A former Baroque-style courthouse turned modern marvel, Berlin’s Jewish Museum is one of the city's most frequented cultural institutions, and is an equally triumphant and defiant physical representation of the controversial history it depicts. Created by famed Polish-American architect, Daniel Libeskind, the remarkable zig-zag design of the property makes a visit to this museum an experience that sears itself into the memory. Libeskind’s deconstructivist vision for the Jewish Museum was conceived through a competition a year prior to the fall of the Berlin Wall, although it wouldn’t open until 2001 on the side of the Wall previously known as West Berlin.
Via the Baroque Kollegienhaus, visitors essentially ‘go underground’ into the dramatic Entry Void where they are presented with three different sections telling three different stories. The Garden of Exile and Emigration remembers those who were forced to leave Berlin; the Holocaust Tower symbolises the inability to venture further; and the longest path to the Stair of Continuity emphasises the continuity of Jewish life in Germany.
The permanent exhibition, Two Millennia of German Jewish History, sits at the heart of the museum and allows visitors to see Germany in the past and present through the eyes of its Jewish minority. A breathtaking and must-see installation is Menashe Kadishman’s Shalekhet (Fallen Leaves), which consists of 10,000 open-mouthed faces cut from circular iron plates littering the entire floor.
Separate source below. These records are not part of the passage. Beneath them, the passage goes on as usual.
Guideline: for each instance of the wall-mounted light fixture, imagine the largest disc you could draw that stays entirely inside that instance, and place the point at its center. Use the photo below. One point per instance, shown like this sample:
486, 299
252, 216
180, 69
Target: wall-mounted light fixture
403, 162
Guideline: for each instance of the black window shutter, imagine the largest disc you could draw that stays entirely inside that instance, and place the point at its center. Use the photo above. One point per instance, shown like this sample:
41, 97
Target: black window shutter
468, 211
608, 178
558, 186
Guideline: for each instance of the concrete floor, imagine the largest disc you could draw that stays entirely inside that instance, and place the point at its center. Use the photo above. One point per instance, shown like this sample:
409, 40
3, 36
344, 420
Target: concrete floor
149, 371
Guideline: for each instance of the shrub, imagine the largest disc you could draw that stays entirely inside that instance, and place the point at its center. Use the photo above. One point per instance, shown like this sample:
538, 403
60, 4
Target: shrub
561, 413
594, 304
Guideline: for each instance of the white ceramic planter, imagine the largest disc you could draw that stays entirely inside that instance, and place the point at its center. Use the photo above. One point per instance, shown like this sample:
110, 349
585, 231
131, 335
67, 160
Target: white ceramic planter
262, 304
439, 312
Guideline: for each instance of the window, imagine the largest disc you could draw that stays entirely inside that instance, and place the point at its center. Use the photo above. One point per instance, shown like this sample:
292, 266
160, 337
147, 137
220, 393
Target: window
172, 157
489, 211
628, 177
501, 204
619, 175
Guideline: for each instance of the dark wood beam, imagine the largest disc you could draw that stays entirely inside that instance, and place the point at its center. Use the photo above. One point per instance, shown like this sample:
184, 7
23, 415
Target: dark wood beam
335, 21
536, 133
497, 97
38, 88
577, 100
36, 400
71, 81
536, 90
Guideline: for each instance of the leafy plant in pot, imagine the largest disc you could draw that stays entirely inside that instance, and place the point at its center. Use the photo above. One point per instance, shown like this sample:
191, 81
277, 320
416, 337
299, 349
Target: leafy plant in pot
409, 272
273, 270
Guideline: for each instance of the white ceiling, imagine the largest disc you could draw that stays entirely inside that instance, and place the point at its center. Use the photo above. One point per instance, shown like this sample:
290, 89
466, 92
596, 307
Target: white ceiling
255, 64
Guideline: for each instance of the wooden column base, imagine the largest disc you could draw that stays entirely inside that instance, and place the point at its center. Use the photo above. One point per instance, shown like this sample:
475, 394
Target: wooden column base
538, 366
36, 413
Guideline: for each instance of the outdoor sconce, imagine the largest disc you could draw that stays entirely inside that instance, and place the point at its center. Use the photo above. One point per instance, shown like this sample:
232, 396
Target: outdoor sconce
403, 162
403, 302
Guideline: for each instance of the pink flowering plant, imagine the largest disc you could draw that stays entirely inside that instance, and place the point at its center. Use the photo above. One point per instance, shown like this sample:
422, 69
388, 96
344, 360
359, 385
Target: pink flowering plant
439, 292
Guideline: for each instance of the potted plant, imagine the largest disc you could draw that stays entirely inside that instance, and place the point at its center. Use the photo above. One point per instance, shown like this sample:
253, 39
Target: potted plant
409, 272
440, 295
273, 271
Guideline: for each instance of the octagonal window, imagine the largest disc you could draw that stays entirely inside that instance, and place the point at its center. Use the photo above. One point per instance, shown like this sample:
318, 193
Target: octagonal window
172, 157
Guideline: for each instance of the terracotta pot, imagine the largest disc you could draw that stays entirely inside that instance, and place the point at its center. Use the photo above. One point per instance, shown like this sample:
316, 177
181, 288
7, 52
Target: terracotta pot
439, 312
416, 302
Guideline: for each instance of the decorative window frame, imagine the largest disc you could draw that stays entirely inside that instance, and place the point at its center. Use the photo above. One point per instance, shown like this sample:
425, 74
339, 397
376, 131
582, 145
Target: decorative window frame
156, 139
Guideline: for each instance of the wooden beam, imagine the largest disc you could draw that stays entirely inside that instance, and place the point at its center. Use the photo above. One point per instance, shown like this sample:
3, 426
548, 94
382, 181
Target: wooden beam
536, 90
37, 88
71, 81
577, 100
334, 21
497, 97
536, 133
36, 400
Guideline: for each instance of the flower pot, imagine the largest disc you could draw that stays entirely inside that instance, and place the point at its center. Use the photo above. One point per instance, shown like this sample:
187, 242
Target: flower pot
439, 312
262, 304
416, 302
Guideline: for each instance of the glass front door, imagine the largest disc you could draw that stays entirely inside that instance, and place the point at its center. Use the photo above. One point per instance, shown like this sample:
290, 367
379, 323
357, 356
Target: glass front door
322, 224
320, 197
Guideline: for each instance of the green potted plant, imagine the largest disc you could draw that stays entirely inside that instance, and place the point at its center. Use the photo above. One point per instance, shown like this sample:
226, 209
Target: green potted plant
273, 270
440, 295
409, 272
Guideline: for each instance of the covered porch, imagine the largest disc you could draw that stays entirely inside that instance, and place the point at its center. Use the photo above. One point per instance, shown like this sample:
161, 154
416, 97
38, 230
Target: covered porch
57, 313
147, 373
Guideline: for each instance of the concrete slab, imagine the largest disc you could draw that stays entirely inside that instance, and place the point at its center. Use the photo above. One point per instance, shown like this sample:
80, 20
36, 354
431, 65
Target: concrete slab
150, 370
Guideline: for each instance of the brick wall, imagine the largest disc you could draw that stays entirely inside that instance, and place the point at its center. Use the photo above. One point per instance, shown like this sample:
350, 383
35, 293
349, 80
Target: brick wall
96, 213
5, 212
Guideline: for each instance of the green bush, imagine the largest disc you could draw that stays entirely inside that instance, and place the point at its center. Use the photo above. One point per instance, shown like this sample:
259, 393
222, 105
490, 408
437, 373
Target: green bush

Somewhat controversially, all the architecture and exhibitions of the Jewish Museum have been designed to ensure that events such as the Holocaust are well and truly integrated into the consciousness of Berlin today. Those with a keen eye will note there are no entrances or exits to Libeskind’s building. Instead, there is the promise of doors but they metaphorically lead to dead ends. This is just one example of the symbolism contained in this museum that knows no bounds and warrants deep reflection and return visits.